Main Cause of Data Breaches: Malicious or Criminal Attacks
IBM did a study about causes, too. (https://www.ibm.com/security/data-breach)
Several factors are included in the list of causes of today’s data breaches, and IBM reported the list, along with the percentages attributable to the cause of the breaches. The list is also worth committing to memory:
The main causes of data breaches:
- Human error (includes negligence by employees, even contractors 27%
- System glitches 25%
- Malicious or criminal attacks (where businesses were deliberately targeted) 48%
The first on this list is Human error and/or Negligence. A little effort goes a long way here. How much is it worth to you to safeguard your personal or business information and bank accounts? While human behavior has such a significant impact to the workplace and the state of cyber security, why not harness that ability. Therein lies the potential to implement some safeguard s, practices and procedures. We have urged clients to become proactive in this area for years.
A proactive approach to education, training, and policy/procedures, will help to mitigate attacks and the costs associated with remedy. The cost to implement an appropriate security-information program is not as costly as many might assume. What’s more, educated employees who believe they may be attacked act differently toward security than those who do not yet see the light of reality. A security-information program is hands-down the best “non-insurance insurance” available.
About half (50%) of all cyber attacks target small businesses:
- The damage will be more severe on a smaller to mid-size businesses. (https://www.inc.com/joseph-steinberg/small-businesses-beware-half-of-all-cyber-attacks-target-you.html) Additionally, hackers are aware that smaller organizations are less likely to take the measures necessary to properly safeguard systems security, and as a result, these become desirable targets.
Hackers Use the Side Door, too
- Smallbiztrends.com reported, “Hackers sometimes target small businesses with the goal of breaching a larger company connected to the small business. Target’s data was famously breached. But few people know that the company’s vast database was actually hacked through its HVAC vendor. … Small businesses may have access to huge amounts of data.” (Emphasis added.) (https://smallbiztrends.com/2018/08/cybercriminals-target-small-businesses.html)
Mobile Attacks on the Rise
- Mobile attacks via malware rose by a whopping 54%. (https://www.symantec.com/content/dam/symantec/docs/reports/istr-23-executive-summary-en.pdf)
- It does not help that only 20% of Android devices are running the newest release. Update your devices, people!
- Phishing emails are responsible for 91% of email attacks.
- 13.92% of malware gets delivered via email.
You run a business?
- 7 of 10 businesses are not prepared to respond to a cyberattack.

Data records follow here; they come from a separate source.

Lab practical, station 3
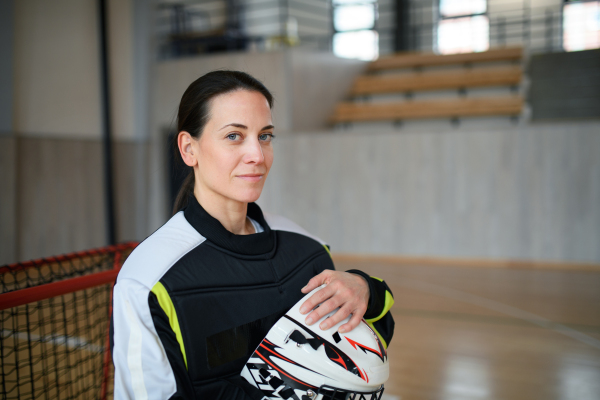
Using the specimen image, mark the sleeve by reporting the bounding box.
[346,269,394,349]
[111,279,194,400]
[110,280,263,400]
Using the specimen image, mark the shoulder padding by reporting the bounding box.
[263,212,327,246]
[117,211,206,289]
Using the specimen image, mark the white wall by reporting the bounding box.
[14,0,101,138]
[259,122,600,262]
[14,0,151,140]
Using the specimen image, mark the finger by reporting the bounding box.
[300,271,328,293]
[319,307,350,331]
[305,297,340,326]
[338,313,364,333]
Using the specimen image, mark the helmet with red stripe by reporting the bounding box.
[242,288,389,400]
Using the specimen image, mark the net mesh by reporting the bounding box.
[0,244,134,400]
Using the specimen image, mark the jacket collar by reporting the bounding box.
[183,195,276,256]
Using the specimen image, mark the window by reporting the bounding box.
[333,0,379,60]
[563,1,600,51]
[436,0,490,54]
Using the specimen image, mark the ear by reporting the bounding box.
[177,131,198,167]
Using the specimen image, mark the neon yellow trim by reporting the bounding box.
[366,320,387,350]
[367,290,394,322]
[152,282,187,369]
[365,290,394,349]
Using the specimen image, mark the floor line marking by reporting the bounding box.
[400,278,600,349]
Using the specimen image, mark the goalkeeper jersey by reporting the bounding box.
[110,196,394,400]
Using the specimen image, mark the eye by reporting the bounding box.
[258,133,275,143]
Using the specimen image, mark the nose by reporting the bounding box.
[244,139,265,164]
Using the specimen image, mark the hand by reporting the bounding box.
[300,270,369,333]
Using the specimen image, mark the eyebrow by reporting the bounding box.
[219,122,275,131]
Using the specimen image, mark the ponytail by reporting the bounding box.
[173,172,194,215]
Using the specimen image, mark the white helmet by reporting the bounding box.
[242,288,389,400]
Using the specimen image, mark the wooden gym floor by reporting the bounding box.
[334,256,600,400]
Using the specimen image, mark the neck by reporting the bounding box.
[194,185,255,235]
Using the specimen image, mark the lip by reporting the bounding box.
[237,174,264,183]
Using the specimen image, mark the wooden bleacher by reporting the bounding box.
[331,48,524,123]
[369,47,523,71]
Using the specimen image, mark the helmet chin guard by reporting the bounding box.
[242,286,389,400]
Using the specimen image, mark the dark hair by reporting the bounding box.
[173,71,273,214]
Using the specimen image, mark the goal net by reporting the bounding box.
[0,243,136,400]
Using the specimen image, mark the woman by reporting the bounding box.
[111,71,393,400]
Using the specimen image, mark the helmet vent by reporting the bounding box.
[288,330,323,350]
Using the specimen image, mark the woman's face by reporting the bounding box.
[193,90,274,203]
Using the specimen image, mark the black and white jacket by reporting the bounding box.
[110,196,394,400]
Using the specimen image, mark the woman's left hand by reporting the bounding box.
[300,270,369,333]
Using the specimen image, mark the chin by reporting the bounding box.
[234,188,262,203]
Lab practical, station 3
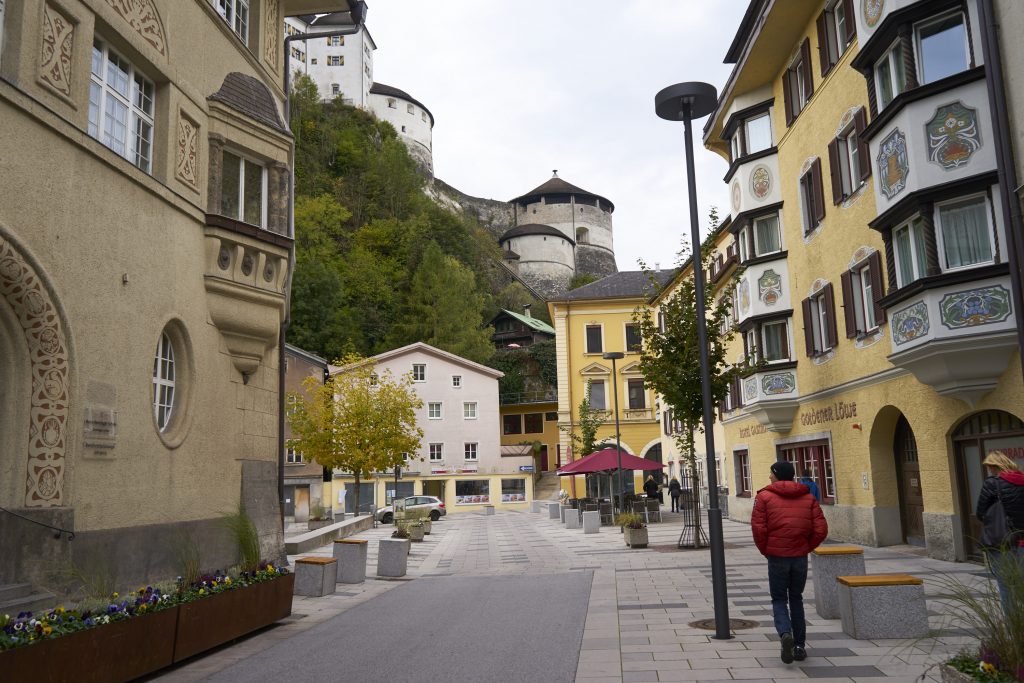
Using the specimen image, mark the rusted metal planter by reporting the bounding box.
[174,573,295,663]
[0,605,179,683]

Even with the ridiculous statistics of the current state of cyberthreats, and we know cyber attacks are growing exponentially, and yet, over 73% of businesses are under prepared to deal with one. And what’s more, those same businesses would suffer significant adverse impact as a result of cyberattack. (https://www.inc.com/adam-levin/more-than-70-percent-of-businesses-admit-theyre-unprepared-for-a-cyberattack.html)
What to watch for in 2019:
- Cryptojacking. This is where an attacker hijacks your CPU and uses it to mine cryptocurrencies. (Think DoS attack, except worse.) The number of cryptojacking occurrences from 2017 to 2018, actually quadrupled, according to Symantec. (https://www.hiscox.co.uk/sites/uk/files/documents/2018-02/Hiscox_Cyber_Readiness_Report_2018_FINAL.PDF)

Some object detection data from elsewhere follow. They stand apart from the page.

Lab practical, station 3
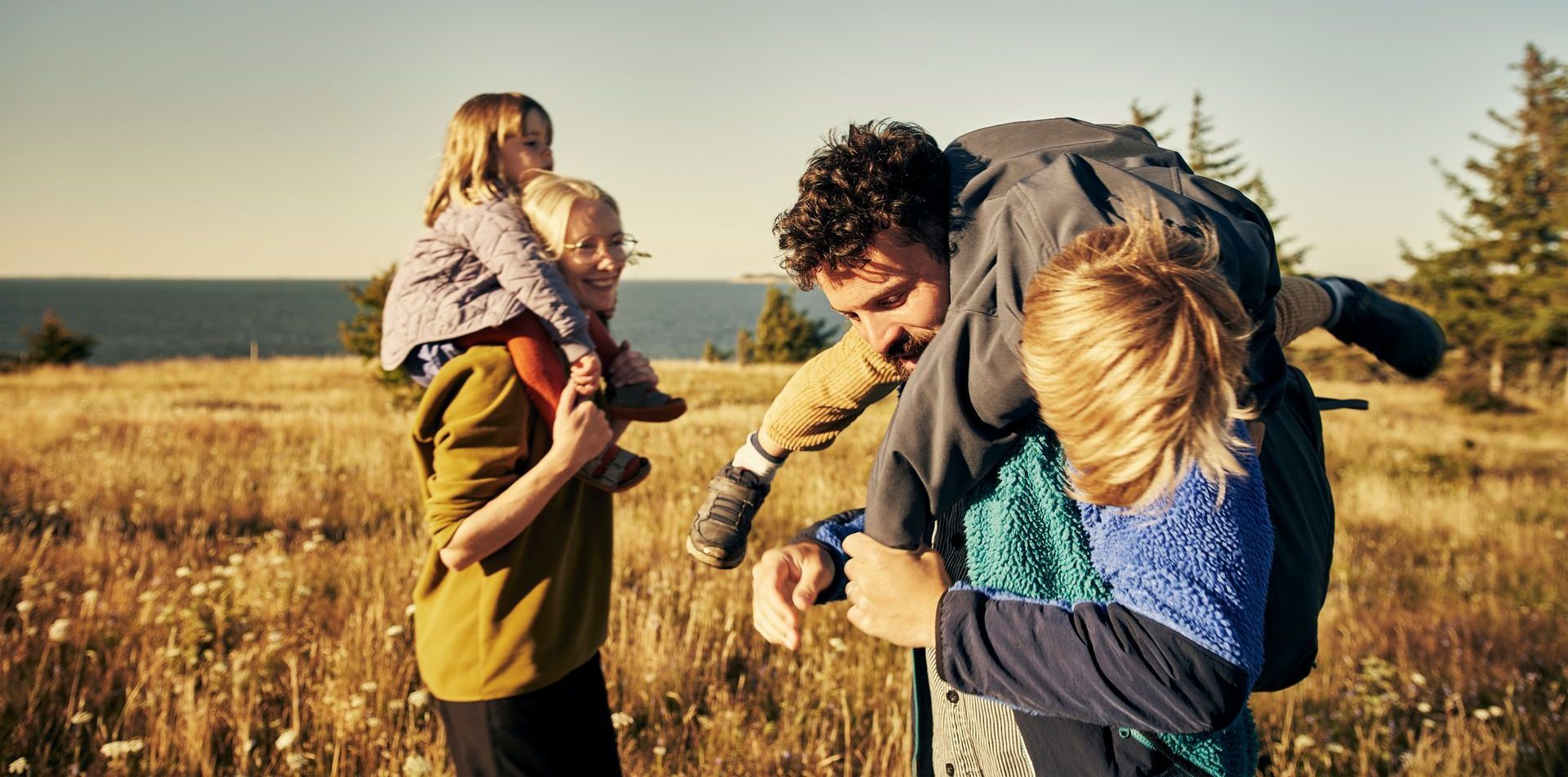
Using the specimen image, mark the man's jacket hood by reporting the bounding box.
[867,119,1284,548]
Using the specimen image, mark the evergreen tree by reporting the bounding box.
[337,264,417,399]
[22,310,97,365]
[1127,99,1171,146]
[702,339,729,363]
[1403,44,1568,392]
[751,285,833,362]
[1132,91,1311,274]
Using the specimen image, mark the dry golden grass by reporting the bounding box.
[0,359,1568,775]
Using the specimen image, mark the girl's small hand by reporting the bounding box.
[566,354,604,397]
[610,340,658,387]
[550,384,612,472]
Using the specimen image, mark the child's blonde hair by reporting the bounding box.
[1022,213,1254,511]
[425,92,555,227]
[518,171,621,259]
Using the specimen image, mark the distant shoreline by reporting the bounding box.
[0,274,762,283]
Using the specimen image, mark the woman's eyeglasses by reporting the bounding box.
[564,235,638,264]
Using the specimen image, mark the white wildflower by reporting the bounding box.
[99,736,145,760]
[403,755,434,777]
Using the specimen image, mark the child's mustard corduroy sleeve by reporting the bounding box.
[762,329,903,451]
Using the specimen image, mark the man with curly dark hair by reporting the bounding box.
[687,121,951,569]
[688,119,1441,775]
[773,119,951,290]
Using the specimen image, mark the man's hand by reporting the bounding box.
[751,542,833,650]
[566,353,604,397]
[549,384,612,472]
[844,533,951,647]
[608,340,658,387]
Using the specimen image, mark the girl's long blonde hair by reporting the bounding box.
[425,92,555,227]
[518,171,621,259]
[1022,213,1254,511]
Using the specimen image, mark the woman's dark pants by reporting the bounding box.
[436,653,621,777]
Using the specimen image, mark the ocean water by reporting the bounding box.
[0,279,842,365]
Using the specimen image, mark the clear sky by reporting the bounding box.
[0,0,1568,279]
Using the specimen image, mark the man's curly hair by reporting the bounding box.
[773,119,949,290]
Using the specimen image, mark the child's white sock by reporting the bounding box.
[731,433,787,482]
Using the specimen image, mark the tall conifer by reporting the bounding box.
[1130,89,1311,274]
[1403,44,1568,392]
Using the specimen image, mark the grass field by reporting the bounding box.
[0,348,1568,775]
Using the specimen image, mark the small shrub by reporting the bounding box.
[22,310,97,365]
[1442,380,1529,414]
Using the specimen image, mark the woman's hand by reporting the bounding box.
[844,535,951,647]
[566,354,604,397]
[751,542,833,650]
[608,340,658,387]
[550,384,610,472]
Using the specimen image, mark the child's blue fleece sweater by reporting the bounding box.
[813,424,1273,775]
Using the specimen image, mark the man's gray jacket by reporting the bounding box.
[866,119,1285,548]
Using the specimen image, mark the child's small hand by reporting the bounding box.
[568,354,602,397]
[550,385,613,472]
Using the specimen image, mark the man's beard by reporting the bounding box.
[884,329,936,379]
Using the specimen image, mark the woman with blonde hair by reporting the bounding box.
[412,172,658,775]
[381,92,685,492]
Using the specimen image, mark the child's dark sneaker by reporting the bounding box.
[687,464,768,569]
[1323,278,1447,378]
[605,384,685,423]
[577,445,654,494]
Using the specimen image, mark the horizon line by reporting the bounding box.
[0,273,787,283]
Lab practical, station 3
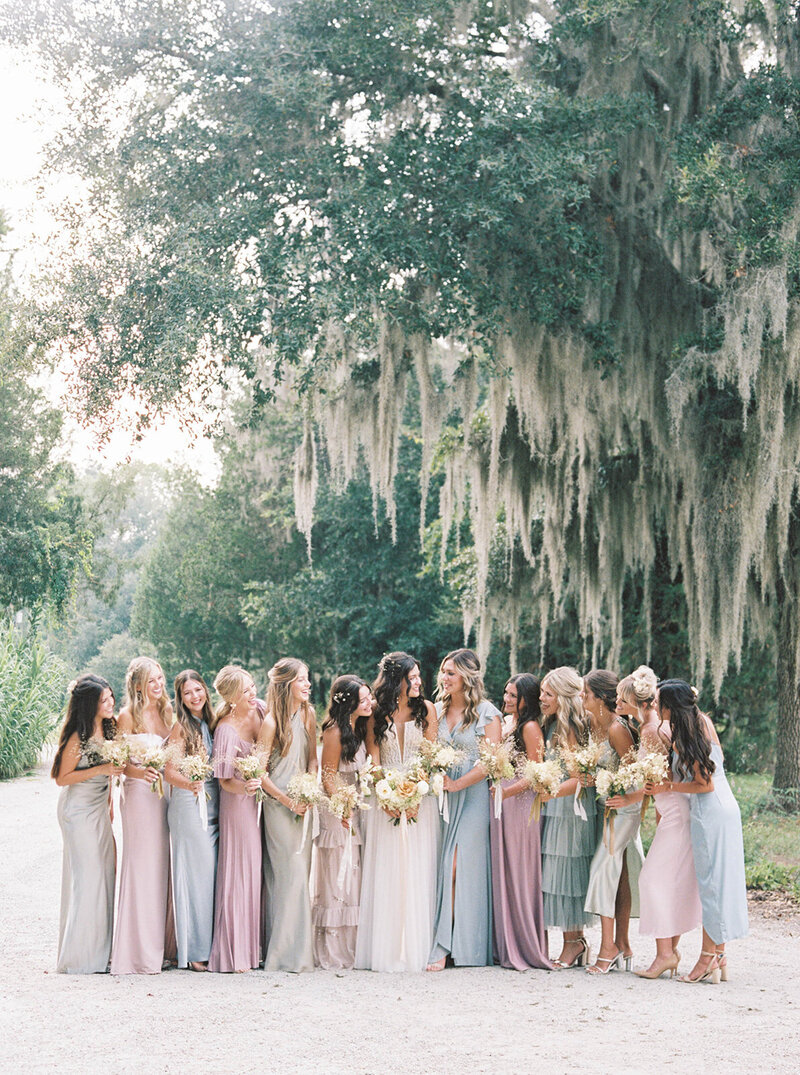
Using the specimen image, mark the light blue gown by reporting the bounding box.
[430,701,500,966]
[167,718,219,966]
[673,742,748,944]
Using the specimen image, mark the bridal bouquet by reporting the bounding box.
[561,735,603,821]
[477,739,516,818]
[375,766,430,826]
[173,749,214,830]
[595,750,638,855]
[86,736,130,785]
[523,758,563,821]
[417,739,465,821]
[125,732,170,799]
[232,746,267,803]
[286,773,326,855]
[630,750,670,820]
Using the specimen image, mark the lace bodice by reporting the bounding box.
[381,720,423,769]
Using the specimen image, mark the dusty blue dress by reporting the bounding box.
[167,718,219,966]
[673,742,748,944]
[542,734,602,931]
[430,701,500,966]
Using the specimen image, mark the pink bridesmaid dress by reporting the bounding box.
[111,756,176,974]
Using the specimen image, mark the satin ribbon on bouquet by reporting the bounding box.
[337,823,353,890]
[197,780,209,832]
[295,806,319,855]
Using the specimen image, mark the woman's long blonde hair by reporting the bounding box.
[210,664,253,731]
[435,649,486,728]
[125,657,174,735]
[267,657,316,758]
[542,664,590,747]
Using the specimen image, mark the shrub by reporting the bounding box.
[0,620,69,779]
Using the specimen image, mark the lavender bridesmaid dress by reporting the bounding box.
[111,748,175,974]
[209,723,261,972]
[489,779,553,971]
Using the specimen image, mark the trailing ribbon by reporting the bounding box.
[572,784,588,821]
[197,780,209,832]
[337,827,353,889]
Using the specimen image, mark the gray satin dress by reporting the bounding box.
[683,742,748,944]
[167,718,219,966]
[57,757,116,974]
[261,710,314,973]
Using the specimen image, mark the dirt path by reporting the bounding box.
[0,772,800,1075]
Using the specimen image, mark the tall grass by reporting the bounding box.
[0,620,69,779]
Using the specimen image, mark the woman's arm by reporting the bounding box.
[495,720,544,799]
[322,725,342,796]
[258,713,308,816]
[56,732,124,788]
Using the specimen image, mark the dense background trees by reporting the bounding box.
[5,0,800,804]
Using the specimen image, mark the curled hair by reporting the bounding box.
[658,679,716,780]
[174,669,215,754]
[323,675,369,761]
[372,650,428,744]
[437,649,486,728]
[210,664,253,731]
[125,657,171,734]
[267,657,315,758]
[542,664,589,747]
[584,669,639,744]
[617,664,658,711]
[509,672,542,754]
[51,674,116,780]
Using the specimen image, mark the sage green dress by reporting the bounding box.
[261,710,314,972]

Expected global cost of cybercrime in 2019:
- Global cost of cybercrime in 2019 is expected to exceed $2 trillion in 2019. (https://www.juniperresearch.com/researchstore/strategy-competition/cybercrime-security)
If the above facts manage to produce concern in the form of a bona fide alarm, then all the better. Knowledge is your weapon. Remember, staying a step ahead of cybercriminals requires resistance, diligence, and effort.